Entrepreneurship Theory of Shane (2003) states that an entrepreneur’s ability to identify and tap the opportunity provided by the external business environment to start or improve his/her business differs between individuals and depends on individual’s ability to access information and willingness to act upon the information in terms of risk. Ability to access information and willingness to act upon the information in terms of risk could be inferred to represent attitude to risk. Studies have found that attitude and behavioral intention are positively related (Crisp & Turner, 2007) and that attitude towards behavior leads to intention which eventually leads to actual behavior (Ajzen, 1991). We therefore conclude that attitude to risk moderates the relationship between credit, savings, social capital, and opportunity; and women entrepreneurs’ performance in Kenya and thus has positive effect on women entrepreneurs’ performance. Taking a clue from previous studies that have earlier measured the variables, and in determining the composite effect of financial factors on women entrepreneurs’ performance, we could finally conclude that Credit, savings, social capital, opportunity and attitude to risk are positively related to women entrepreneurs’ performance.

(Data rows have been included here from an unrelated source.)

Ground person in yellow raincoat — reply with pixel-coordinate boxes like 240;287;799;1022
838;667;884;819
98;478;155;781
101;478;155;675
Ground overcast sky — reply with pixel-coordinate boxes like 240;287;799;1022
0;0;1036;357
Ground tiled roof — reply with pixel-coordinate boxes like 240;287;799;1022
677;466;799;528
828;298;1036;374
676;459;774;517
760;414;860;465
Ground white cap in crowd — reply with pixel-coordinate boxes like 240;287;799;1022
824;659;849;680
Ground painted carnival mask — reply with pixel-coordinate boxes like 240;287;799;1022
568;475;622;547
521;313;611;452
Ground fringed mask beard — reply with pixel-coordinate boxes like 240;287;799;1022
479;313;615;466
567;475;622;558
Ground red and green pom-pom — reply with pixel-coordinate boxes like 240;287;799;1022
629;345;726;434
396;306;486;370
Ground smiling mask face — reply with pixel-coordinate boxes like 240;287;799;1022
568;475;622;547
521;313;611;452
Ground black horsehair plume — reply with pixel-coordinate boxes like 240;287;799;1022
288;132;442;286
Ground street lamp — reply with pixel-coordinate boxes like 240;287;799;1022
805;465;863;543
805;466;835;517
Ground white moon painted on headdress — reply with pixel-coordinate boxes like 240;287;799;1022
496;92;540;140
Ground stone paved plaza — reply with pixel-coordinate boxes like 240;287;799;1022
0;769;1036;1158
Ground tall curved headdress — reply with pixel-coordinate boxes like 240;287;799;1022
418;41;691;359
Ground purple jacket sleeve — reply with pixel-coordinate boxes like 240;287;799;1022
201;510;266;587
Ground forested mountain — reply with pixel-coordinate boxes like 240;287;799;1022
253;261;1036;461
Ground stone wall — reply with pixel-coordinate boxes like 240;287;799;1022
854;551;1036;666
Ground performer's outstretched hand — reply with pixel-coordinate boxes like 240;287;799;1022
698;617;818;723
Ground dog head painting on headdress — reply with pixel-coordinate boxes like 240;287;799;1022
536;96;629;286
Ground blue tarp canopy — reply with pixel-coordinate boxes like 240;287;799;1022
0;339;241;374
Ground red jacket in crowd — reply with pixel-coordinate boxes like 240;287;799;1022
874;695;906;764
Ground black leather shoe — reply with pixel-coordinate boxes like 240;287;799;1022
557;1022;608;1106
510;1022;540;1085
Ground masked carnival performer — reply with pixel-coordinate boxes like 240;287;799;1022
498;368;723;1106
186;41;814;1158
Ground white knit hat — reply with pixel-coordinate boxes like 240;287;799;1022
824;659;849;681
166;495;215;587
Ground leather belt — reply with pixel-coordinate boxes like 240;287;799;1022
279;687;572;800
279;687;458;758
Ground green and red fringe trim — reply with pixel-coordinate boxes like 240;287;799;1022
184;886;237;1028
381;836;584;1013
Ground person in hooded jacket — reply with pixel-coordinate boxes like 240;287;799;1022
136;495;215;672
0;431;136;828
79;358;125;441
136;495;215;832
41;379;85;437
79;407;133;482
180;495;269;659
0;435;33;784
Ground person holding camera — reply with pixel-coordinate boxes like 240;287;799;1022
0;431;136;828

However, effectiveness of entrepreneurship training is greatly influenced by training needs assessment. A study by Jusoh, Ziyae, Asimiran and Kadir (2011) showed that through training needs assessment, critical issues regarding entrepreneurship training can be highlighted and emphasis given to areas that need to be trained on for business success. Further, a study by Rajani (2008) emphasized that intensified effort has to be taken to assess the social attitude, mentality, needs and abilities of various entrepreneurs so as to impart effective entrepreneurship training. Moreover, a study by Nadeem and Hafeez (2016)established that training needs assessment plays an important role in organization most importantly when giving training to employees. In line with these, a study by Huka, Mbugua and Njehia (2015) established that lack of training needs assessment has a negative effect on acquiring business competencies among youth and women groups in Marsabit County, Kenya. It must however be observed that training needs vary from organization to organization, and are determined by the objectives of the organization at particular times. Therefore, carrying out training needs assessment would bring out specific needs for specific organizations. The study focused on identifying the effect of training needs assessment on the performance of small and microenterprises (SME) in the ICT sector in Kenya.